Digital signatures: A message signed with a sender's private key can be verified by anyone who has access

to the sender's public key, thereby proving that the sender had access to the private key (and therefore is likely to be the person associated with the public key used), and the part of the message that has not been tampered with.

A central problem for use of public-key cryptography is confidence (ideally proof) that a public key is correct, belongs to the person or entity claimed (i.e., is 'authentic'), and has not been tampered with or replaced by a malicious third party. The usual approach to this problem is to use a public-key infrastructure (PKI), in which one or more third parties, known as certificate authorities, certify ownership of key pairs.

Digital Signature
A digital signature is basically a way to ensure that an electronic document (e-mail, spreadsheet, text file, etc.) is authentic. Authentic means that you know who created the document and you know that it has not been altered in any way since that person created it. Digital signatures employ a type of asymmetric cryptography. For messages sent through an insecure channel, a properly implemented digital signature gives the receiver reason to believe the message was sent by the claimed sender. A digital signature scheme typically consists of three algorithms: A key generation algorithm that selects a private key uniformly at random from a set of possible private keys. The algorithm outputs the private key and a corresponding public key. A signing algorithm that, given a message and a private key, produces a signature (or a digest). A signature verifying algorithm that, given a message, public key and a signature, either accepts or rejects the message's claim to authenticity. The digital signature for a message is generated in two steps: 1. A message digest is generated. A message digest is a 'summary' of the message we are going to transmit, and has two important properties: (1) It is always smaller than the message itself and (2) Even the slightest change in the message produces a different digest. The message digest is generated using a set of hashing algorithms. 2. The message digest is encrypted using the sender's private key. The resulting encrypted message digest is the digital signature. The digital signature is attached to the message, and sent to the receiver. The receiver then does the following: 1. Using the sender's public key, decrypts the digital signature to obtain the message digest generated by the sender. 2. Uses the same message digest algorithm used by the sender to generate a message digest of the received message. 3. Compares both message digests (the one sent by the sender as a digital signature, and the one generated by the receiver). If they are not exactly the same, the message has been tampered with by a third party.

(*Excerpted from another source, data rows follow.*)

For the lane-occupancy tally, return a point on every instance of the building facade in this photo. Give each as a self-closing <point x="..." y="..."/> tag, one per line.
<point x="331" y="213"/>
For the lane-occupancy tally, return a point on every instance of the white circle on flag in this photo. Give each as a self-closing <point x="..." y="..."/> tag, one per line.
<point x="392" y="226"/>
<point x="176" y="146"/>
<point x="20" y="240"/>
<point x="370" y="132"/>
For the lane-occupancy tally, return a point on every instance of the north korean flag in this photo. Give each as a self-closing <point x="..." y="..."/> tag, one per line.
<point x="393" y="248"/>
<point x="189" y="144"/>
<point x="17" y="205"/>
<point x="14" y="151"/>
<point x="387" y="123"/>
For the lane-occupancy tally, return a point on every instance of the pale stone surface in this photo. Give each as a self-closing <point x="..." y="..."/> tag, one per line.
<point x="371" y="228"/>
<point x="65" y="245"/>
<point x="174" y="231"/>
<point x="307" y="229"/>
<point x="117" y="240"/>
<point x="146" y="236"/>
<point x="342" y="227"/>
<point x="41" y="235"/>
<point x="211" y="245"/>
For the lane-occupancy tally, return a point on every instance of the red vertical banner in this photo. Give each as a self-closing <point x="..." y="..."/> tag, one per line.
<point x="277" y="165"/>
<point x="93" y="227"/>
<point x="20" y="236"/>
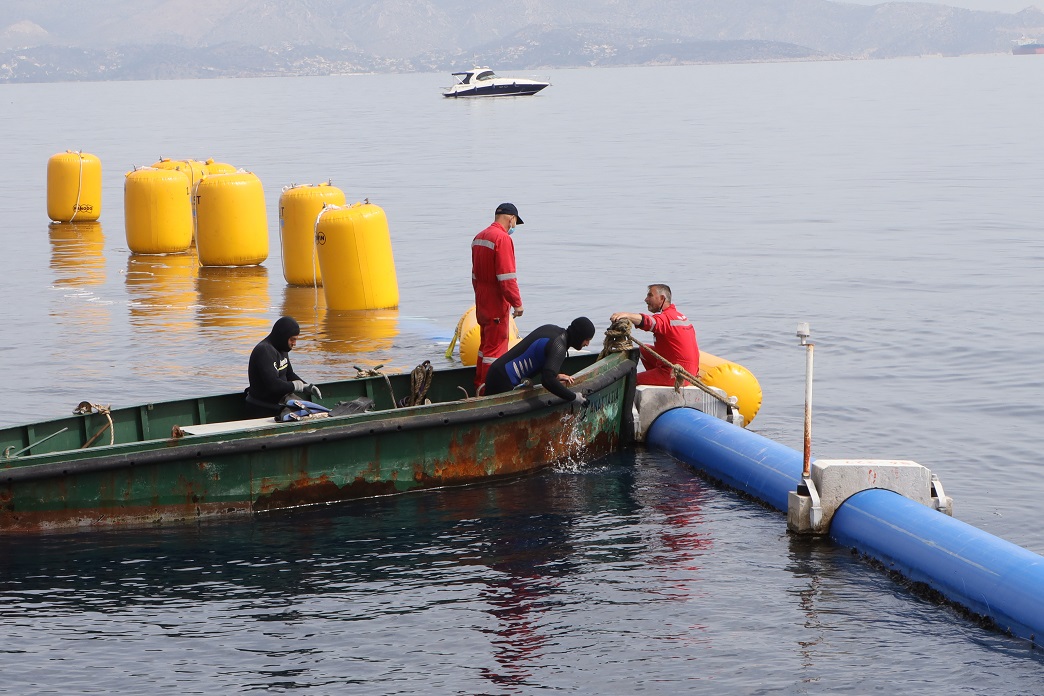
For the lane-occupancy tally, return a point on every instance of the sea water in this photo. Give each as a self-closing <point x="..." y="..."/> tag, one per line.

Figure 5: How a simple digital signature is applied and then verified. gnature The Digital Signature Standard (DSS) is based on a type of public key encryption method that uses the Digital Signature Algorithm (DSA). DSS is the format for digital signatures that has been endorsed by the US . government. The DSA algorithm consists of a private key that only the originator of the document (signer) knows and a public key.